WBLJ-FM
- Shamokin, Pennsylvania; United States;
- Broadcast area: Sunbury, Selinsgrove, Lewisburg
- Frequency: 95.3 MHz
- Branding: Bill 95.3

Programming
- Format: Country

Ownership
- Owner: iHeartMedia, Inc.; (iHM Licenses, LLC);
- Sister stations: WBYL, WKSB, WRAK, WRKK, WVRT, WVRZ

History
- First air date: September 13, 1968
- Former call signs: WISL-FM (1968–1982, 1992–2001); WSPI (1982–1992);
- Call sign meaning: "Bill"

Technical information
- Licensing authority: FCC
- Facility ID: 47286
- Class: A
- ERP: 1,250 watts
- HAAT: 154.0 meters (505.2 ft)
- Transmitter coordinates: 40°45′36.00″N 76°32′19.00″W﻿ / ﻿40.7600000°N 76.5386111°W

Links
- Public license information: Public file; LMS;
- Webcast: Listen Live
- Website: bill95.iheart.com

= WBLJ-FM =

WBLJ-FM (95.3 FM) is a radio station broadcasting a country music format licensed to Shamokin, Pennsylvania, United States. The station is owned by iHeartMedia.

==History==
This station began broadcasting on September 13, 1968, as WISL-FM, the FM sister station to WISL (1480 AM). It was owned by Radio Anthracite Company until 1982, when it was acquired by the Shamokin Broadcasting Company, which also owned WMIM in Mount Carmel. It changed its call sign to WSPI on January 27, 1982, and began airing an adult contemporary format. WSPI and WMIM were sold to Harold Fulmer of Allentown in 1988.

WSPI was separated from WMIM when it was sold to an investor group led by Jim O'Leary, then-owner of WISL, in 1992. It became WISL-FM after the sale. O'Leary and Jean Sherman sold the WISL stations in 1997 to MJR Media of Shamokin, at which time the FM aired a classic rock format.

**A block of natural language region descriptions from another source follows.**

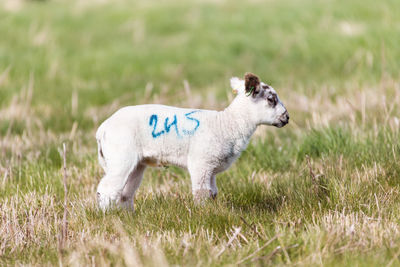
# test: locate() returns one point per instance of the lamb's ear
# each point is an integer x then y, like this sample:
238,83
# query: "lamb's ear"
252,83
237,85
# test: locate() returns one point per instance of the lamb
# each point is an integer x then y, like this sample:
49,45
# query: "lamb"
204,142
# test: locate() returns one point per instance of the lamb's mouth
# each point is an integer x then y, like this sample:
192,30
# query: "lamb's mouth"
281,123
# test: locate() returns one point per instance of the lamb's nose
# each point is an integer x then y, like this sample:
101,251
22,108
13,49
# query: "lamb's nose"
285,116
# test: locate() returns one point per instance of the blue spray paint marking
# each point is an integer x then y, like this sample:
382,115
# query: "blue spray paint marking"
155,119
167,126
191,132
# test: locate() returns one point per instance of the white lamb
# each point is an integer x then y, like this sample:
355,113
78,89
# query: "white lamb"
205,142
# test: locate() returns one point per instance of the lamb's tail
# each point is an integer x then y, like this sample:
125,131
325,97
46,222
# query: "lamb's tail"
100,136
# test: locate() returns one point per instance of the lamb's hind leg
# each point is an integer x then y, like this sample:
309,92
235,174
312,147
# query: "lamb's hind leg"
133,183
120,161
201,183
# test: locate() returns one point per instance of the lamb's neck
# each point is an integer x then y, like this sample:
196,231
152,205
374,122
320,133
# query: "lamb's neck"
236,121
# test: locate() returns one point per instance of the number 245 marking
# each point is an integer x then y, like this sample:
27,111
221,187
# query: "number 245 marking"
167,126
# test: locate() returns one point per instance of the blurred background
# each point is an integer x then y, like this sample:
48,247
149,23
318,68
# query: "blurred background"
327,184
75,56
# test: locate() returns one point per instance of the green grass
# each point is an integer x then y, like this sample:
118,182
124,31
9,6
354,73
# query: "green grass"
324,190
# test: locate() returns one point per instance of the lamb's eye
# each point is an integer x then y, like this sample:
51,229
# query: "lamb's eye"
271,100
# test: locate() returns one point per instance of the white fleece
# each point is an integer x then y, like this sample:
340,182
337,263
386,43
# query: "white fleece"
205,142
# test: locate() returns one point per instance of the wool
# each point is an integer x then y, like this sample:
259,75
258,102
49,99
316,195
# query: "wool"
204,142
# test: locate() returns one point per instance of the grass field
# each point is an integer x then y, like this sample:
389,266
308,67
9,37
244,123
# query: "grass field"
324,190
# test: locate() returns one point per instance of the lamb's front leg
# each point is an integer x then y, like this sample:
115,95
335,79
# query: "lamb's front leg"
214,188
201,183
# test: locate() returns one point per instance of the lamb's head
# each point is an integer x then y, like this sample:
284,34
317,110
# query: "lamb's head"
261,100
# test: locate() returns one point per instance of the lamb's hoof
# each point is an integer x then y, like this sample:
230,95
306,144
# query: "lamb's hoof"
126,203
201,195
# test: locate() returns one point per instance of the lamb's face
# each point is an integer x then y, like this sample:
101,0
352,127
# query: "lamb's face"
268,107
262,100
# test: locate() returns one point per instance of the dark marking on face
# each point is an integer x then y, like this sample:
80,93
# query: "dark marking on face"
272,99
252,83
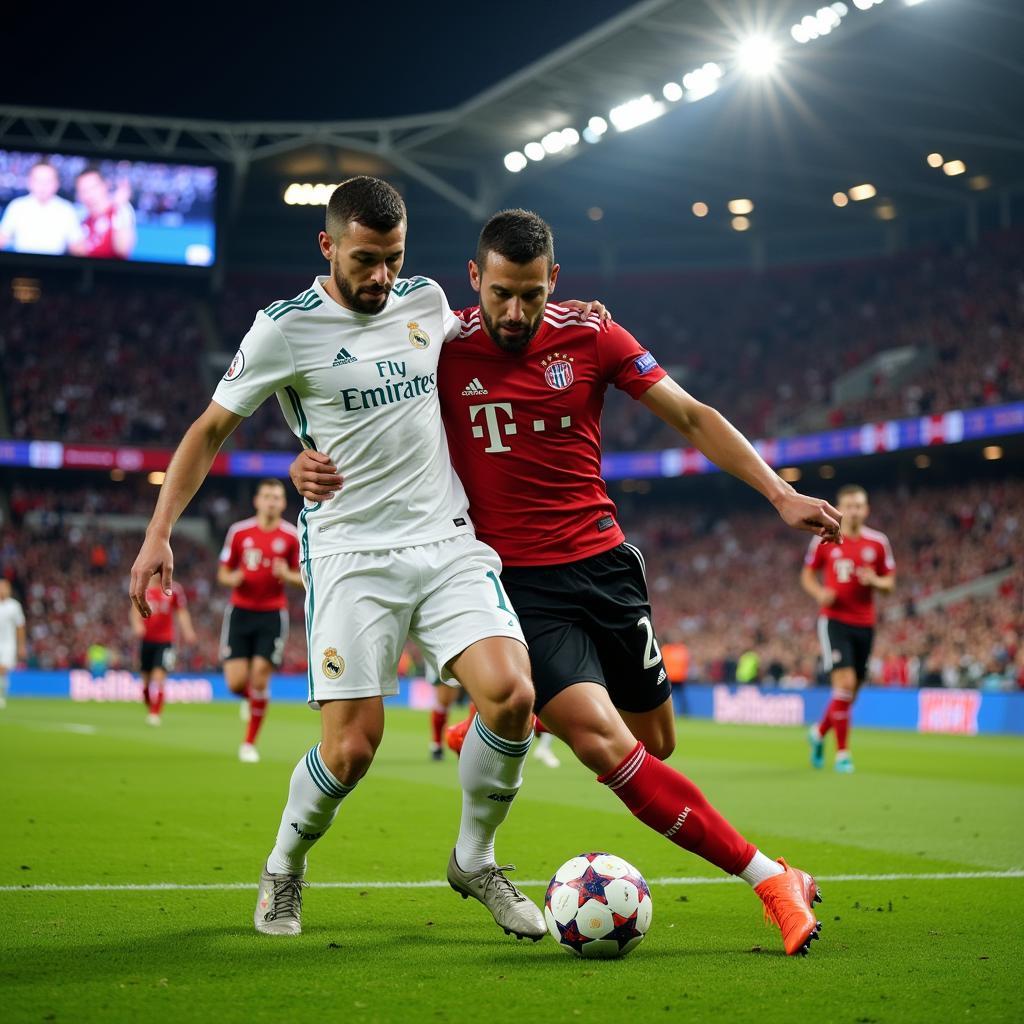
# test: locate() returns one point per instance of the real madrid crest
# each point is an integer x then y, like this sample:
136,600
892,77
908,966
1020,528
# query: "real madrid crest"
558,370
334,664
418,338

Clear Channel Communications, forerunner to iHeartMedia, acquired the WISL stations from MJR Media in 2001. By that time, WISL-FM aired an oldies format. Upon taking control in December 2001, the station flipped to a country format known as Bill FM, simulcasting WBYL (95.5 FM), and became WBLJ-FM. The Bill simulcast between Shamokin and Williamsport lasted until August 2025, when WBYL flipped to rock.